Over the years, we have occasionally encountered somewhat cynical views that ethics issues are purely a cost of doing business. We do not subscribe to this view. Our analysis has been that there are some companies which have repeatedly attracted litigations, regulatory investigations and settlements, while there are others – with robust practices – which have not attracted any. For example, according to research in the 2016 Access to Medicine Index, only Gilead and Novo Nordisk (of 20 major global pharmaceutical companies in the rankings) avoided settlements for breaches of criminal or civil laws or regulations relating to corruption or unethical marketing between 2013-2016 (inclusive).
So, how can investors identify companies which are at higher or lower risk of potential violations?

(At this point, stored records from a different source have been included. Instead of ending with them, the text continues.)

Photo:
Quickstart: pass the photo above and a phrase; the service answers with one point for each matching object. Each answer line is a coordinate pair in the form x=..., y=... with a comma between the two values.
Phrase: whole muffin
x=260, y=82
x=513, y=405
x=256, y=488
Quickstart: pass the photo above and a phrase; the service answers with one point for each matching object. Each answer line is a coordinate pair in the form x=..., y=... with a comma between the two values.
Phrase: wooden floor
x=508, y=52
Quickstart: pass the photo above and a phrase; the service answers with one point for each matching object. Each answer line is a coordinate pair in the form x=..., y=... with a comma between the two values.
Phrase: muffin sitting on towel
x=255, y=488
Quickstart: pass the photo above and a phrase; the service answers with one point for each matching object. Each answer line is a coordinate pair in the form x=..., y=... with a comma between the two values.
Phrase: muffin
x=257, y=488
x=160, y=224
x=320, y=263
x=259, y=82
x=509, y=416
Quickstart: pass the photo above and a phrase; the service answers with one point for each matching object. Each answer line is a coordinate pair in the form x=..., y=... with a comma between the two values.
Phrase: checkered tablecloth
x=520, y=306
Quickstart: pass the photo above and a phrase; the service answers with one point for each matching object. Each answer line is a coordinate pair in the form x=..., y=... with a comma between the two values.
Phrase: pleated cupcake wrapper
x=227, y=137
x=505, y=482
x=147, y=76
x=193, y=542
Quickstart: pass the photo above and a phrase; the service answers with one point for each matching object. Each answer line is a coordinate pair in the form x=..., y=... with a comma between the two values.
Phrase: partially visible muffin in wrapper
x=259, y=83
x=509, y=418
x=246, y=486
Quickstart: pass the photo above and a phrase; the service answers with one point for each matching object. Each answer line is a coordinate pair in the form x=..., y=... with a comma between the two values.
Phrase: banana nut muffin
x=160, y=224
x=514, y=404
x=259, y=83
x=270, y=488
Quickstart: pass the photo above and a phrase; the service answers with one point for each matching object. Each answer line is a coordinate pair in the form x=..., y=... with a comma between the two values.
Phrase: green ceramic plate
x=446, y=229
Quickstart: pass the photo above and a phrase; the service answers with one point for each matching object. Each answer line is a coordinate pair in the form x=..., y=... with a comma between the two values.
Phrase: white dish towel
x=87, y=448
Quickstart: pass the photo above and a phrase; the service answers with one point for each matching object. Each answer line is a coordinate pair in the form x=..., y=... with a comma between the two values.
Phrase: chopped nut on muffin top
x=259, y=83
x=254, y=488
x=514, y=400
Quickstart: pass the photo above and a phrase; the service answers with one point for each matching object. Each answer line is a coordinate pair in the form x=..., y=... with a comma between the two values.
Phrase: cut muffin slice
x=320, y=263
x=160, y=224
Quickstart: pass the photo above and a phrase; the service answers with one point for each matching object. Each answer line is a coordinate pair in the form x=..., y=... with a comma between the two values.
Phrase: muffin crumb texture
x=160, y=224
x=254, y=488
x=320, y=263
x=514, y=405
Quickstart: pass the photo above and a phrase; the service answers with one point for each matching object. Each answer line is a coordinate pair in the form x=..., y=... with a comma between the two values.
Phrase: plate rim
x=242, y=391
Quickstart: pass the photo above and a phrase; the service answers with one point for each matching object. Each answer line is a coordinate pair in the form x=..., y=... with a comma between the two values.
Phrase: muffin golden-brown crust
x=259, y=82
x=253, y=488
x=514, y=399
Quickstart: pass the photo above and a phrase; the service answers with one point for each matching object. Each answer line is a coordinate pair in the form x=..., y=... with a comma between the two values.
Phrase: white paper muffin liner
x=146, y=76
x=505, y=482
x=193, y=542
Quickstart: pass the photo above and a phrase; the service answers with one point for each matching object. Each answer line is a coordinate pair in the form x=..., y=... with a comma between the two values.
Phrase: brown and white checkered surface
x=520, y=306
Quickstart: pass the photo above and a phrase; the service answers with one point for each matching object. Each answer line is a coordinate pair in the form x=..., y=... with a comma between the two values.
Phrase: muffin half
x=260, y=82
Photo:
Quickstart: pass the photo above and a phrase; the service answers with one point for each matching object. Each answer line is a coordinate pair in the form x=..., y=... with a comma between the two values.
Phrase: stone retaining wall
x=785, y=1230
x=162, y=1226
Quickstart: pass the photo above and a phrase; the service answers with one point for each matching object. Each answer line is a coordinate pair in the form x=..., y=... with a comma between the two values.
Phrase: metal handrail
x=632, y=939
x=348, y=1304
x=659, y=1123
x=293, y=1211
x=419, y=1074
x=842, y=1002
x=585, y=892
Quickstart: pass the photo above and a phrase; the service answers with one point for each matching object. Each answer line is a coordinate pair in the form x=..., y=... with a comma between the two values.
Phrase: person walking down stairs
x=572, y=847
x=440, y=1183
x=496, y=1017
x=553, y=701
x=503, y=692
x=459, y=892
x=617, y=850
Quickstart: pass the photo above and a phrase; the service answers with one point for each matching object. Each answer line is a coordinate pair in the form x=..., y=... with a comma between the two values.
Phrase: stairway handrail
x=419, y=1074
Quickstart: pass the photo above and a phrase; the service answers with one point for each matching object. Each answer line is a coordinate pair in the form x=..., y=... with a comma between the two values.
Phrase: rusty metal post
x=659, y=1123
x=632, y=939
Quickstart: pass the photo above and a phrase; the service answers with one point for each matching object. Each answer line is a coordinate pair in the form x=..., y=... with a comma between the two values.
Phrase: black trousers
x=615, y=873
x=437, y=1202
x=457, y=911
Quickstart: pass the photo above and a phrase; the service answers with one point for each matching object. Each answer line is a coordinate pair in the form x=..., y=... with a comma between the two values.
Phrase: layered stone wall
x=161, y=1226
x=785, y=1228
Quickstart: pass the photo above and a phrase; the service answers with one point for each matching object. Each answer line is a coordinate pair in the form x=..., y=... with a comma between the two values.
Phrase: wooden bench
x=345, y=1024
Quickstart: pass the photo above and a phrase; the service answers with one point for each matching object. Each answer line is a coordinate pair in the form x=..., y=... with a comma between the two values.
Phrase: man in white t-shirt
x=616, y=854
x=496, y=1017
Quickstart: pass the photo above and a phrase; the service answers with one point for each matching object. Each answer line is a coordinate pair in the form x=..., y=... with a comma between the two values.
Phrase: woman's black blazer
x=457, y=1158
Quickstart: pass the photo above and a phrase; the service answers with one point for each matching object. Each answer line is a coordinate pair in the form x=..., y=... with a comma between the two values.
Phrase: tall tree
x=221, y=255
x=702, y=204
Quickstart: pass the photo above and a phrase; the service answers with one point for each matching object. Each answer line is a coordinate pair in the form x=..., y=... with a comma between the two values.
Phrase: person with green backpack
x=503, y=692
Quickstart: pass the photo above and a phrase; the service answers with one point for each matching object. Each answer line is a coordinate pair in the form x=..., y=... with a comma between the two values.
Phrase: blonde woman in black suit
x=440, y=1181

Our engagement has allowed us to narrow down to three risk factors.
- Countries of operation: does the company operate in markets which are likely to result in high penalties for regulatory breaches (the US) or in markets where the regulatory quality and rule of law are weak?
- How staff are paid: does the company rely on revenue growth from aggressively growing sales and/or are sales teams incentivised with big bonuses for hitting ambitious (but unrealistic) sales targets? Is the key performance measure for sales teams solely revenue based or does it include other factors such as quality of sales, customer satisfaction and regulatory knowledge?
- Drugs portfolio strength: does this company have a drugs portfolio in a strong competitive position? Would sales staff possibly need to induce doctors in other ways than just the efficacy of the drugs themselves?
Accountability in pay
Clawback is defined as the provision by which companies can recover bonuses (and other variable pay) after they have vested and have been paid out. These provisions have become increasingly commonplace in certain industries such as banks and pharmaceuticals, and in markets such the US, UK, Switzerland and France. They traditionally cover material financial restatements but there are now increasing moves for clawbacks to also cover instances where employees are held accountable for a broad range of misconduct. We consider clawbacks as an essential and effective way for employers to both incentivize certain behaviours and to hold employees accountable for their actions.
Given the severe financial penalties which can result from staff misconduct, there is growing recognition that effective compensation policies can deter unethical behaviour. In light of this, a working group comprised of Amgen, Bristol-Myers Squibb Company, Eli Lilly, Johnson & Johnson, Merck & Co., Pfizer, and thirteen institutional investors (including BMO Global Asset Management), endorsed a set of principles called the ‘Principal Elements of a Leading Recoupment Policy’ (April 2013) aimed at deterring ethical breaches3.
In 2016, we conducted an engagement project in which we urged 30 leading pharmaceutical companies to establish:
- A compensation clawback policy ¬which would allow for recovery of bonus and other incentive compensation paid to executives and any employee who is involved in misconduct causing financial or reputational harm to the company. We provided a suggested model clawback policy4.
- Clear disclosures and regular reporting of clawback policy implementation which would allow investors and other interested stakeholders to assess whether the clawback policy has been put to use. This should include details of whether the clawback was used in the reporting period, the nature of the incident which prompted it andhat monetary value was clawed back.
While many companies were willing to implement a Clawback policy covering misconduct, very few were willing to commit to ongoing annual disclosures of whether clawbacks were used in the reporting period. Shire was one of the few to do so. We also conducted engagement on the same issue with major financial companies. It is worth noting that JPMorganChase have now agreed to do so, and clawback reporting is available in its annual proxy statement.
Over the past five years, we have seen a widespread recognition from the pharmaceutical industry that conduct of employees poses a serious risk to commercial performance. We have seen efforts by the companies to improve senior executive and board-level oversight and accountability on this issue, and to; revise and strengthen management systems to assess, identify and monitor potential conduct-related regulatory breaches. Many of the companies are open and willing to discuss the issue and the challenge of reform in an honest fashion. We have had good access to senior executives and board members for in-depth discussions. This has provided signal of how seriously companies are taking reform.